Probing the vacuum as a chiral medium

TL;DR

This paper investigates how a vacuum with definite chirality affects circular birefringence of photons, introducing derivative corrections to the Heisenberg-Euler approach, and explores experimental regimes where these effects can be observed.

Contribution

It extends the Heisenberg-Euler framework by incorporating derivative corrections and demonstrates their equivalence through multiple theoretical approaches, also analyzing experimental detectability.

Findings

Derivative corrections are essential for chiral vacuum birefringence.

Equivalence established between three theoretical approaches.
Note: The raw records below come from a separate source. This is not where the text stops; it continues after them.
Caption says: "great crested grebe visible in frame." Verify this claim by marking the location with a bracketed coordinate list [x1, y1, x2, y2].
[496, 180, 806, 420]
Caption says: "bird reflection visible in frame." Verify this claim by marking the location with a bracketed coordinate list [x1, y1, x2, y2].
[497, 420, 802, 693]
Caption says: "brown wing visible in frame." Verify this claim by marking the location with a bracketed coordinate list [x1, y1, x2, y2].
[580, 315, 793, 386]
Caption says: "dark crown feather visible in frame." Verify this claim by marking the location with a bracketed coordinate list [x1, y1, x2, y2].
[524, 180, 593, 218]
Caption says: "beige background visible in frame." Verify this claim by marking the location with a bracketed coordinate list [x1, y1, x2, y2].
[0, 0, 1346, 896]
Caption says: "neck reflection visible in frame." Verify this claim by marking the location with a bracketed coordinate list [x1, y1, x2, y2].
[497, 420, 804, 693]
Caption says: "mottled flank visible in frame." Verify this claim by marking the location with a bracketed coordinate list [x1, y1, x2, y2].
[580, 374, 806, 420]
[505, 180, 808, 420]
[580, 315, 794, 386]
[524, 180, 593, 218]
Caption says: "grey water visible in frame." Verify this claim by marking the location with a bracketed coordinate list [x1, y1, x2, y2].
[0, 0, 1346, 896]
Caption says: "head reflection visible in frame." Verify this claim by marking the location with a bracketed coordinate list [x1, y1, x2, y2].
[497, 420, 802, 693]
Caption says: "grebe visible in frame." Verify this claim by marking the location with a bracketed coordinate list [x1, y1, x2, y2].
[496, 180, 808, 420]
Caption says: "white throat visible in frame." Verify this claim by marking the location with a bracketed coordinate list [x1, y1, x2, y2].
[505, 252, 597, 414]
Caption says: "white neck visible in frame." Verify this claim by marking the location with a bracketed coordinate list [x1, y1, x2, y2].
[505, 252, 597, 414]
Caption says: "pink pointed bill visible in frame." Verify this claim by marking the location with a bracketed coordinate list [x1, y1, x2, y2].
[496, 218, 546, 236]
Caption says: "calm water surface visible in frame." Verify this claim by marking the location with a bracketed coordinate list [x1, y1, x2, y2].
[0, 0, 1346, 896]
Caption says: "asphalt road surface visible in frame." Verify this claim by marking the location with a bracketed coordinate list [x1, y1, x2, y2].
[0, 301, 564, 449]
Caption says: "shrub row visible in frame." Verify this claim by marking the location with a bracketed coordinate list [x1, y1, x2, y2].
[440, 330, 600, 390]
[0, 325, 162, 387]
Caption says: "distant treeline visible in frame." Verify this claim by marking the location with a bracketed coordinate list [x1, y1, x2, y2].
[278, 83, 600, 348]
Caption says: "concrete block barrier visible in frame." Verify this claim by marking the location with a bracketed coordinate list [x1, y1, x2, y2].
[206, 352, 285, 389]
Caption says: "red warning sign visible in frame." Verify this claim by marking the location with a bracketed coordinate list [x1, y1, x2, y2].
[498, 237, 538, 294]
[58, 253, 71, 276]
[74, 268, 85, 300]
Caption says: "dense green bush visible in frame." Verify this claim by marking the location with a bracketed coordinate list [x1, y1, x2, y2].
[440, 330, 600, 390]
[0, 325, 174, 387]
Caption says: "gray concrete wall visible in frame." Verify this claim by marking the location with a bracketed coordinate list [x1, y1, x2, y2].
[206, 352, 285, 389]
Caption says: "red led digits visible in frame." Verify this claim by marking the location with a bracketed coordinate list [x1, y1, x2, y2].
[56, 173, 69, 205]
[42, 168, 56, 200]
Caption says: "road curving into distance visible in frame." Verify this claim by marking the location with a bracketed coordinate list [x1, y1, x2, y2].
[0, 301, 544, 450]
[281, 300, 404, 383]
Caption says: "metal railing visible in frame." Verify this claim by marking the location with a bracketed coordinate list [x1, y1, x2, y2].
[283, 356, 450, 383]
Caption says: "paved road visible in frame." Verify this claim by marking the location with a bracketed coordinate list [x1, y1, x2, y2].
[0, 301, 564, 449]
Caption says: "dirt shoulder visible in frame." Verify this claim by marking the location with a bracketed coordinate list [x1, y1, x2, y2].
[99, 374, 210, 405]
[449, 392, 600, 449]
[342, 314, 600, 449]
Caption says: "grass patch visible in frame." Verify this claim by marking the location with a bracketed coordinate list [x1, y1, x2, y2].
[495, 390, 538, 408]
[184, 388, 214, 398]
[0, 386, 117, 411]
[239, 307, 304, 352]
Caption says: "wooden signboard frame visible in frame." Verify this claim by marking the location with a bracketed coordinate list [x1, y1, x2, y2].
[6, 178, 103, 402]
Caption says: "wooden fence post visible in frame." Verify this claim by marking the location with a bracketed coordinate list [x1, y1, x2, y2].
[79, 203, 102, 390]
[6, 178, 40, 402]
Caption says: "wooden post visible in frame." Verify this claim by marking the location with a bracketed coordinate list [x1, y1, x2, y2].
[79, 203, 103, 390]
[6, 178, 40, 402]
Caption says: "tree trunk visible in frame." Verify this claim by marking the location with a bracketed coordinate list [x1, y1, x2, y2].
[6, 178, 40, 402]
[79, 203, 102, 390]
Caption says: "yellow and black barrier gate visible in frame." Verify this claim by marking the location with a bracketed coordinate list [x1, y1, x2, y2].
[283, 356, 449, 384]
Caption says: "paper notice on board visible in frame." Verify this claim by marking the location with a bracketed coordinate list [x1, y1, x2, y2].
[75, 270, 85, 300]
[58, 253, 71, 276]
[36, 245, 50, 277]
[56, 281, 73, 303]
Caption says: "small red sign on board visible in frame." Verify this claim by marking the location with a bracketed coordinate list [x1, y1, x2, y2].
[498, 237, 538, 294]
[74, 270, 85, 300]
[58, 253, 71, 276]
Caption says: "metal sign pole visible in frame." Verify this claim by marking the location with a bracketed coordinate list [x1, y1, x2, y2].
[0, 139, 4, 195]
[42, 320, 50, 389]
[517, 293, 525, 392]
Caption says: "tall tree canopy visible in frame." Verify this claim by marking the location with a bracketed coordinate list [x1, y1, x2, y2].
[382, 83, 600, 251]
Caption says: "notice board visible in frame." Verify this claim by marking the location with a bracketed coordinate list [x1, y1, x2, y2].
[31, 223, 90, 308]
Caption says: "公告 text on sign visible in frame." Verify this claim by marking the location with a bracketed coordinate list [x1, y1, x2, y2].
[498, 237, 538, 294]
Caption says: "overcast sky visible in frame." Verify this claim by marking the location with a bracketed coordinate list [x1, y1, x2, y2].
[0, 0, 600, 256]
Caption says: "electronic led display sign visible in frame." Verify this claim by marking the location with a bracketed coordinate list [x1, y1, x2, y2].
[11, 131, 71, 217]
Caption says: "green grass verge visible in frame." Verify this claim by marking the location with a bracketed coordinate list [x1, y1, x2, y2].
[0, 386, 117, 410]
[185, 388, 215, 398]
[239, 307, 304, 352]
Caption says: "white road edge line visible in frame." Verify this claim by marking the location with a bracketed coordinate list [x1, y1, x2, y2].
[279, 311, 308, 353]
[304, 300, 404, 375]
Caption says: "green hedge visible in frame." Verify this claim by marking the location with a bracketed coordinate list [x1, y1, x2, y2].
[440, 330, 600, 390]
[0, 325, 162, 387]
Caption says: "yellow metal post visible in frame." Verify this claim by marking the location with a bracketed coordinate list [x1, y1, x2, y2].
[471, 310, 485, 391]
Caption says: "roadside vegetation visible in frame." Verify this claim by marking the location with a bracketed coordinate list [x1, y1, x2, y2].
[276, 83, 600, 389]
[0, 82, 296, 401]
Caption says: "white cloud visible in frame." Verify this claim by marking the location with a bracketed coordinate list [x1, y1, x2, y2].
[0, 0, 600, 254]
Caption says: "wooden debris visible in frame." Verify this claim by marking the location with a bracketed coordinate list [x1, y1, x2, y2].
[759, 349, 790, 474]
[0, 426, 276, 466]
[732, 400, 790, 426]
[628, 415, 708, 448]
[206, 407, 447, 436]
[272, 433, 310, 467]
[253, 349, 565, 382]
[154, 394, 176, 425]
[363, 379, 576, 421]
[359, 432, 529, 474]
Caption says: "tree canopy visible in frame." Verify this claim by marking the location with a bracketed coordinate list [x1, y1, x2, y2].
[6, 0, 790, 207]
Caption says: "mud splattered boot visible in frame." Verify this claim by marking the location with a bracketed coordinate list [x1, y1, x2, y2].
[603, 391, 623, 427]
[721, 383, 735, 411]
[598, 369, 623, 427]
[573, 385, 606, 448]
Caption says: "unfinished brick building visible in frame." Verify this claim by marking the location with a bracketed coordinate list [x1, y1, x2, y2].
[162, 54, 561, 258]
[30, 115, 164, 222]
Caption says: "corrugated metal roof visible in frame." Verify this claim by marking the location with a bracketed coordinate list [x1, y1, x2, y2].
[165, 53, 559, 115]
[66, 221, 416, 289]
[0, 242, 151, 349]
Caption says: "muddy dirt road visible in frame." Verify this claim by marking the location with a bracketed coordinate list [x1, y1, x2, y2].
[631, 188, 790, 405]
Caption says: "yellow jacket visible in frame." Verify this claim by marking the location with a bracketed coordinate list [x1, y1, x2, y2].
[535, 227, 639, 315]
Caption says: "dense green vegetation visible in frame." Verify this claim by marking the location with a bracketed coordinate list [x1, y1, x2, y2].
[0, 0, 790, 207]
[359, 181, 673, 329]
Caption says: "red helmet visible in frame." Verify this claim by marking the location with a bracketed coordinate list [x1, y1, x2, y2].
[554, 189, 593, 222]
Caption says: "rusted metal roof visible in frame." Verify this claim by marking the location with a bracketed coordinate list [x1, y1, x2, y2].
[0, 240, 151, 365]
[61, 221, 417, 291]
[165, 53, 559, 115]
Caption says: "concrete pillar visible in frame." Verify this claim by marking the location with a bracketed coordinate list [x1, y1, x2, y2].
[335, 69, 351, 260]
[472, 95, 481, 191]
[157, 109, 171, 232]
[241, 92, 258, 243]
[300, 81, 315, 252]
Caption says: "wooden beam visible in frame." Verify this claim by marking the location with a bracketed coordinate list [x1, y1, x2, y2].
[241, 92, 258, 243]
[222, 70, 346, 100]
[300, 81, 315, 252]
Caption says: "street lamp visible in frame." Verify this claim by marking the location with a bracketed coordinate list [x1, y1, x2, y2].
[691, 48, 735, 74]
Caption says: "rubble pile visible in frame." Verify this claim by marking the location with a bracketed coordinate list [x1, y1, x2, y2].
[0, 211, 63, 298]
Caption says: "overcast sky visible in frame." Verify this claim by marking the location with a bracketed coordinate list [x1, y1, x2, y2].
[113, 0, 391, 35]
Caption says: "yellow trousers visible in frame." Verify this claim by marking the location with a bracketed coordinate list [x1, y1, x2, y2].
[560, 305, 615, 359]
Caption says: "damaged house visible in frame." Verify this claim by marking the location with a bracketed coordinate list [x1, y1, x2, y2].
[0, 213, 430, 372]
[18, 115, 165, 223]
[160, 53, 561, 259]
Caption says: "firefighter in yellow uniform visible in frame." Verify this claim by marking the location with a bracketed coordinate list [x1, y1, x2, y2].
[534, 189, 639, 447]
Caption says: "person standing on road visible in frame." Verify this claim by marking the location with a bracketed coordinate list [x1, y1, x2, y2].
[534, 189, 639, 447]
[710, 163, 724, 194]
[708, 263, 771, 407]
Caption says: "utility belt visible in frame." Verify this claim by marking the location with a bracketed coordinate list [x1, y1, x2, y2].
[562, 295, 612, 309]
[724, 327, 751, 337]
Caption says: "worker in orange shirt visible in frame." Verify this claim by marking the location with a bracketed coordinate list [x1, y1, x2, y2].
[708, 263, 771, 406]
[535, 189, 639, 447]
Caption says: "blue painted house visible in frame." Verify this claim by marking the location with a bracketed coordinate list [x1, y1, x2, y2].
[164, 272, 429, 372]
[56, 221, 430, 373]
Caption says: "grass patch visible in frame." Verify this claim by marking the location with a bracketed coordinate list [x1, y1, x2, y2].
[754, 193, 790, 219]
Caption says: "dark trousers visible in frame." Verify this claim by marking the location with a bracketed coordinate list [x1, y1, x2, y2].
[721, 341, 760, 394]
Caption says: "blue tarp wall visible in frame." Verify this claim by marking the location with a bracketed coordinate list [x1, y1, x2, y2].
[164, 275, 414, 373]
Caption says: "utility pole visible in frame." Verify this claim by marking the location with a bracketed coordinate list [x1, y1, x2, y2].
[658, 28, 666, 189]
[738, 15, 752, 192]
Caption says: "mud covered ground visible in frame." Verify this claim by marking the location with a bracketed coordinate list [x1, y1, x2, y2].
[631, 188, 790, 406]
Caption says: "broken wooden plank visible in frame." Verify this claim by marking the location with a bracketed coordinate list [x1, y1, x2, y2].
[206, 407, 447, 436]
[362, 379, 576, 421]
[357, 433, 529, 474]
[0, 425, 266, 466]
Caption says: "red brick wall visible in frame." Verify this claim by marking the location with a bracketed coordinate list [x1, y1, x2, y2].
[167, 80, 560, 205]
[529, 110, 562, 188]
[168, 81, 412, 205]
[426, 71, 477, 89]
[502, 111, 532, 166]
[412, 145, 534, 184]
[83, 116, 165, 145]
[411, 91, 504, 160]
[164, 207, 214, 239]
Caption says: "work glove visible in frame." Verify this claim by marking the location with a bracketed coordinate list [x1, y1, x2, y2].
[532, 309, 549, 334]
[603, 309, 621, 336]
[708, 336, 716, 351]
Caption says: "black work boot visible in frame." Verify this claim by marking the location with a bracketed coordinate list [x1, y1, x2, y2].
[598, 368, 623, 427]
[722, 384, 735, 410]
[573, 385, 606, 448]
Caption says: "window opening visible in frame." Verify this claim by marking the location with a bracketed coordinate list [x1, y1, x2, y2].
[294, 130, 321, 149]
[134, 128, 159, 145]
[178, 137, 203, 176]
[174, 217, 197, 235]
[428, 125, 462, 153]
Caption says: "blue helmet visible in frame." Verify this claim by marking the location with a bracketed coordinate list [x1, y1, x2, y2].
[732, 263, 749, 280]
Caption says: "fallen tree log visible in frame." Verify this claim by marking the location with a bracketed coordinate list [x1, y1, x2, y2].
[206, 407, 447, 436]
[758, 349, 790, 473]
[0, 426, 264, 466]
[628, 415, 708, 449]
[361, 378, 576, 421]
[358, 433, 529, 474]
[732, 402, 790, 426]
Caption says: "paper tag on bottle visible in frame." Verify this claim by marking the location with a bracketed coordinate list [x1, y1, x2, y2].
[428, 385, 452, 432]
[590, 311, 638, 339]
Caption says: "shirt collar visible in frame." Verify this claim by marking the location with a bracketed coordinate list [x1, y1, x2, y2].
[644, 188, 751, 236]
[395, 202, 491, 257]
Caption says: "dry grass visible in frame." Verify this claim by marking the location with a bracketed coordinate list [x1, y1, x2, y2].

Potential experimental regimes to observe these effects.

Abstract

We study the circular birefringence experienced by linearly polarised photons colliding with a circularly polarised background creating a vacuum of definite chirality (handedness). For this scenario the standard Heisenberg-Euler approach fails and must be supplemented by derivative corrections which we match to known Hilbert series. Choosing a plane wave background, we find equivalence between three approaches: (i) adding derivative corrections to the Heisenberg-Euler Lagrangian; (ii) improving the locally constant field approximation to the one-loop polarisation tensor; (iii) performing a low-energy expansion of the direct $2\to 2$ QED photon-photon scattering amplitude. Going beyond plane-wave backgrounds, we analyse an example of a circularly polarised standing wave sensitive to derivative corrections. We find a parameter regime where these corrections could be probed in experiments.